The ship is designed with space tourism in mind. Each reclining seat has a massive window–stretching three feet tall–and tablet-sized screens that show info about the flight. There is also the option to talk with ground control during the flight. 

The astronauts will report to Blue Origin’s launching facilities in Van Horn, Texas four days prior to liftoff. For three days they will train with safety measures. While space tourists don’t have enough time to learn how to manually control the capsule, they will practice emergency scenarios and learn how to handle the capsule’s fire suppression systems. 

History of Blue Origin

Even before Bezos focused his attention on Blue Origin, after stepping down from his role as CEO of Amazon, New Shepard (the vehicle) has been in the making with testing happening since 2012. Their first launch occurred in 2015. The company has been around since 2000, and in 2015 they landed a reusable rocket, making history. 

Besides New Shepard, the suborbital rocket, Blue Origin is developing a lunar lander called Blue Moon to explore the moon’s surface. “People are very excited about this capability to soft-land their cargo, their rovers, their science experiments onto the surface of the moon in a precise way,” says Bezos. Blue Origin plans for Blue Moon to carry astronauts to the moon’s lunar surface by 2024, in concert with NASA’s Artemis Program. 

Rival space tourism 

Virgin Galactic has already sold about 600 tickets at a competitive price — $200,000 to $250,000 — but the company expects to increase their prices significantly. Meantime, Elon Musk’s SpaceX is allowing people to stay for ten days on a capsule for a staggering $55 million.

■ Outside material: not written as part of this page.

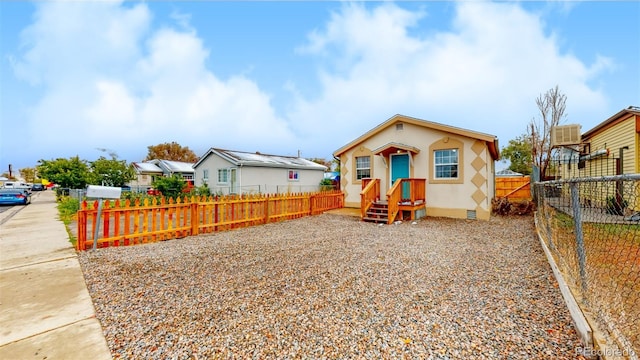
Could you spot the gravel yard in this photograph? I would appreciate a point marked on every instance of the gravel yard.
(331, 286)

Even Boeing plans on getting in on the action with a crew capsule flight set for the end of 2021’s summer, with estimated costs of seats being even more than SpaceX, at more than $90 million. Makes Blue Origin’s flight seem like a bargain. Maybe you can use points?

Rocket travel not for everyone

Space tourism might be the way of the future, but we have a long way until it’s accessible to everyone. New Shepard has only been testing since 2015, and this would be the first launch with actual astronauts.

While the mission statement looks to the future — hoping to colonize planets and guarantee a spot for humanity among the heavens — for most of the world, there won’t be a spot on any spaceship for a long time.